Armenian Prime Minister Nikol Pashinyan posted the names of the freed prisoners on Facebook hours before they arrived in Armenia. The prisoners were mostly from the north-western Shirak region. While there is no information about when and where the released soldiers were captured, 57 soldiers, mainly from the Shirak region, were taken captive from the Hadrut region of Nagorno-Karabakh about a month after the end of the Second Nagorno-Karabakh War in late 2020. Some of them had been released earlier through Russian and Western mediation at different times.
The joint statement between the countries was the first of its kind not to bear the signature of any mediators. Though there was speculation about behind-the-scenes mediation, possibly by a top U.S. diplomat who visited Baku the day before the statement was issued.
Until now, all statements and agreements reached had been mediated by Russia, the EU, or the U.S., and, in one case, Georgia.

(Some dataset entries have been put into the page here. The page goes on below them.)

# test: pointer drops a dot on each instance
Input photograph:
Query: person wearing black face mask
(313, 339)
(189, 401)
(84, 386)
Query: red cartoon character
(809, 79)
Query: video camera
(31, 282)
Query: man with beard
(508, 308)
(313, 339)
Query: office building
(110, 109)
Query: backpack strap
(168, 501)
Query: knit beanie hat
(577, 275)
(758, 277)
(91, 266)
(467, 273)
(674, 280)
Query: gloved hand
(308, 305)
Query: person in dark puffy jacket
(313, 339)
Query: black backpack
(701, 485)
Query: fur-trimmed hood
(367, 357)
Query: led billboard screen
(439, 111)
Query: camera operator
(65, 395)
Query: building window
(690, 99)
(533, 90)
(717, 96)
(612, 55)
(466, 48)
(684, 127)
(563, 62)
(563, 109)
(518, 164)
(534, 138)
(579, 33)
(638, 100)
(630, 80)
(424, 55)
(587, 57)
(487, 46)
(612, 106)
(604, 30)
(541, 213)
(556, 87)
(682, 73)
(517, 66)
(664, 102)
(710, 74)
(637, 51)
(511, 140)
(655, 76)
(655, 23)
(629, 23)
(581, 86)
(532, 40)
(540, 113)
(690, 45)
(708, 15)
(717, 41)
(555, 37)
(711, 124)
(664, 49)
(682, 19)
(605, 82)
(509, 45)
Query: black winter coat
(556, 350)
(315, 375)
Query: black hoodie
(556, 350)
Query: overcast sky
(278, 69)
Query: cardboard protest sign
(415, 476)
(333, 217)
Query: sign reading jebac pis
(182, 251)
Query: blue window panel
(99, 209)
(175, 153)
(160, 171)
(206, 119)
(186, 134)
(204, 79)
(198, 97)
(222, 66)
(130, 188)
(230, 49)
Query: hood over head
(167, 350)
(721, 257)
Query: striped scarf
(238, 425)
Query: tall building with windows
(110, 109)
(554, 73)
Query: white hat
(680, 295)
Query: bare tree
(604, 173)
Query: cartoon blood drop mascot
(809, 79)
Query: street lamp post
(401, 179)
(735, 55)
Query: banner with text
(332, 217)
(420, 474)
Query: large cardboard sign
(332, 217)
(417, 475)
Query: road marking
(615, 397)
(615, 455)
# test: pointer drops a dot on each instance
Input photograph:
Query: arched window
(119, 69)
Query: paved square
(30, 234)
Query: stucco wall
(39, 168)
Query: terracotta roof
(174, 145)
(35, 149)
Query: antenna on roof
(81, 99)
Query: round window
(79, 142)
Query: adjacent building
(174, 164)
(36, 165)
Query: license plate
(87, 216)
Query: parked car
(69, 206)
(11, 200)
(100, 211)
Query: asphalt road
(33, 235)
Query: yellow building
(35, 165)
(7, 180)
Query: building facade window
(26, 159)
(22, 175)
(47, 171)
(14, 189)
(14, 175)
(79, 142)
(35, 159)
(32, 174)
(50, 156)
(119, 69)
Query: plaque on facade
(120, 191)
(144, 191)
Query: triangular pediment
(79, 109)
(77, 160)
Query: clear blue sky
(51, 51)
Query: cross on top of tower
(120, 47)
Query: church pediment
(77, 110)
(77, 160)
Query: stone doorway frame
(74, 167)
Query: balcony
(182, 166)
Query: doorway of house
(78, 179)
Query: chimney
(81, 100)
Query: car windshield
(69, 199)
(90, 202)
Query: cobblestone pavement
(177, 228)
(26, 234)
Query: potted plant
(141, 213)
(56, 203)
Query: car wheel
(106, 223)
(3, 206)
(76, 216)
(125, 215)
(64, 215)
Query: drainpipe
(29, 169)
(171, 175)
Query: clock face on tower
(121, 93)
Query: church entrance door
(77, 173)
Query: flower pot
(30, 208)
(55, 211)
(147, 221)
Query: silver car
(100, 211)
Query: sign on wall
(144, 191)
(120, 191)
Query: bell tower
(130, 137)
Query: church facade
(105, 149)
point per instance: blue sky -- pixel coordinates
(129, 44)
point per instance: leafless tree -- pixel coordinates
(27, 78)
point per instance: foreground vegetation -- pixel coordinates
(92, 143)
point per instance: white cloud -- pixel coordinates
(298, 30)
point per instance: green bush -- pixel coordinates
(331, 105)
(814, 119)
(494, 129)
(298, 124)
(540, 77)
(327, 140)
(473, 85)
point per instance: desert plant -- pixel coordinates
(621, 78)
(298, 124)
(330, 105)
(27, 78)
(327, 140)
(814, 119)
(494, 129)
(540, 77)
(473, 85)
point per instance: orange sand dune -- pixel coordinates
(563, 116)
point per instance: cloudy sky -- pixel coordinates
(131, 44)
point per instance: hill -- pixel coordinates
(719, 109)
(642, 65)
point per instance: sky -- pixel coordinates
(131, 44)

Russia and the West have praised the bilateral deal, with the US calling it an "important confidence-building measure" as the "sides work to finalize a peace agreement and normalize relations." EU Council president Charles Michel called it a "major breakthrough in Armenia-Azerbaijan relations," and the Russian Foreign Ministry spokesperson Maria Zakharova said the agreement was in line with Russia-mediated agreements since 2020 to "further" the relations between the two countries.

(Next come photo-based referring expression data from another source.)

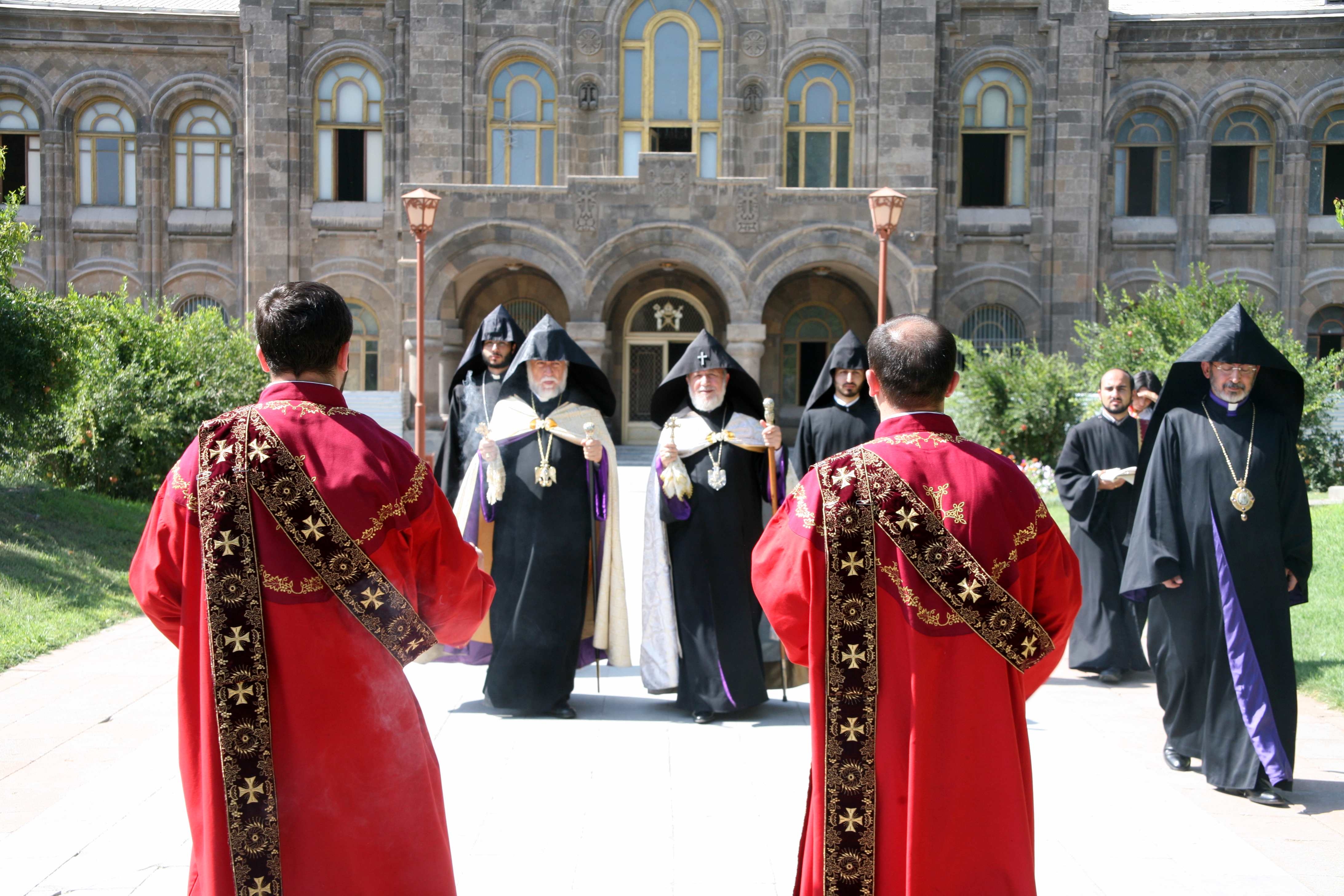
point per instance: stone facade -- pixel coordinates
(750, 254)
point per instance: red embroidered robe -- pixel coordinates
(954, 768)
(358, 785)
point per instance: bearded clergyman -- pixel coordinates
(839, 412)
(1222, 541)
(709, 486)
(541, 502)
(298, 557)
(475, 389)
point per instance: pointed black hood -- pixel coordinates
(849, 355)
(705, 354)
(1234, 339)
(498, 327)
(550, 343)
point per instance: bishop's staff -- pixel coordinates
(775, 508)
(596, 575)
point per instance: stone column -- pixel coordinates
(593, 339)
(450, 357)
(746, 343)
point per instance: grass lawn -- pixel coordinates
(1319, 624)
(64, 561)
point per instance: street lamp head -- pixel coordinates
(421, 207)
(885, 205)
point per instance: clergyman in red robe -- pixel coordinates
(299, 555)
(925, 585)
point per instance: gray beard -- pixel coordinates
(705, 405)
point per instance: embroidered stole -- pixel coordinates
(861, 494)
(232, 468)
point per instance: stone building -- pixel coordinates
(646, 167)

Amid the excitement in the international community, the chairman of the Armenian parliament committee on foreign relations, Sargis Khandanyan, urged caution. The statement's importance should not be "overestimated," as no understanding has been reached on the future of the bilateral format beyond the one-off prisoner swap deal.
According to Armenian human rights defenders, there are still 23 Armenians in Azerbaijani captivity, including high-ranking military officers and politicians from Karabakh.

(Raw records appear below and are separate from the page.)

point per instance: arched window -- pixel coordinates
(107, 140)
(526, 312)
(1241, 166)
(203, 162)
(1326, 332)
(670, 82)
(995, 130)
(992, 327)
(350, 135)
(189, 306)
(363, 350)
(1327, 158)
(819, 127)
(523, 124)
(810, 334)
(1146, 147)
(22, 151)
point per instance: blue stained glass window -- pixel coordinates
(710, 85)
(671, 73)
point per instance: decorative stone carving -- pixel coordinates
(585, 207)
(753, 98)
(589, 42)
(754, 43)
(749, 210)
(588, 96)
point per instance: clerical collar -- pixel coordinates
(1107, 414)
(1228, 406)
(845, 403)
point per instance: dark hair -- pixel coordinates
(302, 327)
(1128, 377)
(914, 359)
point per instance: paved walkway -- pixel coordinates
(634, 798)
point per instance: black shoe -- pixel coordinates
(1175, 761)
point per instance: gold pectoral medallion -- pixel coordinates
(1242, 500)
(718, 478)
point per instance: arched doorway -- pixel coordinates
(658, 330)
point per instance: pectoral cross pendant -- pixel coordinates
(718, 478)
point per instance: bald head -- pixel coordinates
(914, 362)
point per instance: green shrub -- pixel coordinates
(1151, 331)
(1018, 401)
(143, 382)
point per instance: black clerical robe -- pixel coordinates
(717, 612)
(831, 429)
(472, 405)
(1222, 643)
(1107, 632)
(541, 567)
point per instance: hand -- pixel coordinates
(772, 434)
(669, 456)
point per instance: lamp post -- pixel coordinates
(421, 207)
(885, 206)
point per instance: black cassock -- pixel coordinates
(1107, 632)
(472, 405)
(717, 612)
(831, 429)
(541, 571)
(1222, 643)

The issue of the Armenian prisoners has been a heated one in the peace talks between the two countries that followed the 2020 war, with Azerbaijan refusing to acknowledge some of its detentions.
The issue gained importance with Azerbaijan's capture of eight former high-ranking officials of the de facto Nagorno-Karabakh Republic. The detainees include the NKR's last three presidents and the region's former state minister, Russian-Armenian billionaire Ruben Vardanyan. They face charges including terrorism. None of their trials has begun yet.
Yerevan has for the most part not been using public channels to call for their release.
The talks between Armenia and Azerbaijan have largely been at a standstill in the past months, particularly after Azerbaijan's military conquest of Nagorno-Karabakh, which resulted in the displacement of the region's Armenian population and the dissolution of the Nagorno-Karabakh Republic. Yerevan and Baku have failed to meet on several occasions since September, with Yerevan pulling out of Moscow-led talks and Baku refusing to participate in the EU and U.S.-mediated meetings.
While the first bilateral statement was a milestone, the future of the peace talks - either with or without mediators - remains unclear. Both countries had previously expressed hopes of signing the deal by the end of this year. Armenian PM Pashinyan said that the peace deal's "main principles" had been agreed upon while Azerbaijani President Ilham Aliyev said he needs firmer guarantees that Armenia won't embark on "revanchism."
The sides still have to agree on the details of the demarcation of common borders and the opening of transport links, particularly the "Zangezur corridor" sought by Azerbaijan. Baku would like to see a corridor overseen by Russian troops running through Armenia connecting mainland Azerbaijan with the Nakhchivan exclave while Armenia envisages a simple road link with the usual customs and border checks.